Well, kind of. Chlorophyll already is a tricky colourant for green soap. To make it worse, fluorescence is heavily dependent on pH and environment (oil phase/water, clear vs. scattering…). My impression is that, at least for pumpkin seed oil, the red colour wins, and the soap looks more like red grape juice, with little to none green remaining. Worst case is that some of both tints survives, and you end up with a lovely brown colour.
Very cool, thanks!
 
Thank you @ResolvableOwl!

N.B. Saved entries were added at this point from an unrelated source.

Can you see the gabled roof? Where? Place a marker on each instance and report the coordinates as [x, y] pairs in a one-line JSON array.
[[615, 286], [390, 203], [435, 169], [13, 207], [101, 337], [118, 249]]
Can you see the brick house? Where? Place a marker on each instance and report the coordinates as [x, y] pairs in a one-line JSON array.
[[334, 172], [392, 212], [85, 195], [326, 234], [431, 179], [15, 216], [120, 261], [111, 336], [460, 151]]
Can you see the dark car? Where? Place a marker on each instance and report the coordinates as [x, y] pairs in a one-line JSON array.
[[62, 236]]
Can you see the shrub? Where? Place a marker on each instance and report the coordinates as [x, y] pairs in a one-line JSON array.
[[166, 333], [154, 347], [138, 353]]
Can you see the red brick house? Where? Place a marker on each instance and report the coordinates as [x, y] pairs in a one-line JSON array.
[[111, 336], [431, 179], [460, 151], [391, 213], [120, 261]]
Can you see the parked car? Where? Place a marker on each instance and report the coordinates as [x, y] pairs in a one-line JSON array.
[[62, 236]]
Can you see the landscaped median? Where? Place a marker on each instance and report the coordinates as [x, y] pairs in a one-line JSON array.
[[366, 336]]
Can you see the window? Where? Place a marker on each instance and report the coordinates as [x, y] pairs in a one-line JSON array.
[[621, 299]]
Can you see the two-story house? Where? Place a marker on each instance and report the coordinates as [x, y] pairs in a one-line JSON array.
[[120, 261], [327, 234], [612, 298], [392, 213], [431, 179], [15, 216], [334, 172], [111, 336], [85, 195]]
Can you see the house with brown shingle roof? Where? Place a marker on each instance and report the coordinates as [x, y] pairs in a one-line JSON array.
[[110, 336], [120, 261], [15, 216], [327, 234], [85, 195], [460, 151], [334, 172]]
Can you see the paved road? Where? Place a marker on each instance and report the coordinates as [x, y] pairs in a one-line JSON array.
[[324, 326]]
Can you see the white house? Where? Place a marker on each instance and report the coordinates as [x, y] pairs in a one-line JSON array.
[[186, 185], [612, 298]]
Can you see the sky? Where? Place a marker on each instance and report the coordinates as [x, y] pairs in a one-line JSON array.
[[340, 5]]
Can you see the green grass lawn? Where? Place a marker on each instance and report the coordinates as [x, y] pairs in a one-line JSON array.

Sorry for my late replay, I am terrible about keeping track of threads I start.
Incidentally, my daughter is an oceanographer specializing in ocean optics (yup, that’s a thing…) and gave me some info about chlorophyll fluorescence via late night text chat after I posted this:
“chlorophyll fluorometers are actually on moorings and autonomous floats all over the ocean collecting data all the time”…”they measure the solar-induced chlorophyll fluorescence from satellite even, for land plants at least. for the ocean they aim a laser at the ocean and excite the fluorescence and measure it that way!”…”when we measure the reflected light spectrum in the ocean we see a little peak in the red from the chlorophyll fluorescing, even though the water looks blue (the red light being reflected out is much less photons that the other light being reflected out)”

ETA here’s my wonderful daughter ❤🌊 Ali Chase, PhD
 
Last edited:
In this case, I feel the usage of the 😍 emoji exceptionally appropriate!



ETA: Addition to the chlorophyll vs. lye/soap topic: these are the soaps with 44% pumpkin seed oil, unmoulded after three patiently long days … not a bad colour, but still disappointing when compared to the pure oil, that looks like the infused oil of @Vicki C above, just 10 times stronger.
pumpkin.jpg
No idea how much of this colour is due to fluorescence, or mere chemical breakdown of chlorophyll into brown stuff. But lol, I guess you can tell which moulds the soaps have been in … let's see if I get this clean ever again.
 
Probably. I don't know how much carotenoids are in pumpkin seed oil and if they matter colour-wise. But pure chlorophyll oil (like neutral oil infused with green plants) staying green in CP soap is a thing. I genuinely don't know. It's also a bit soda ash/stearic spots/fading involved (?) since straight after CPOPing they had appeard nearly as dark as chocolate.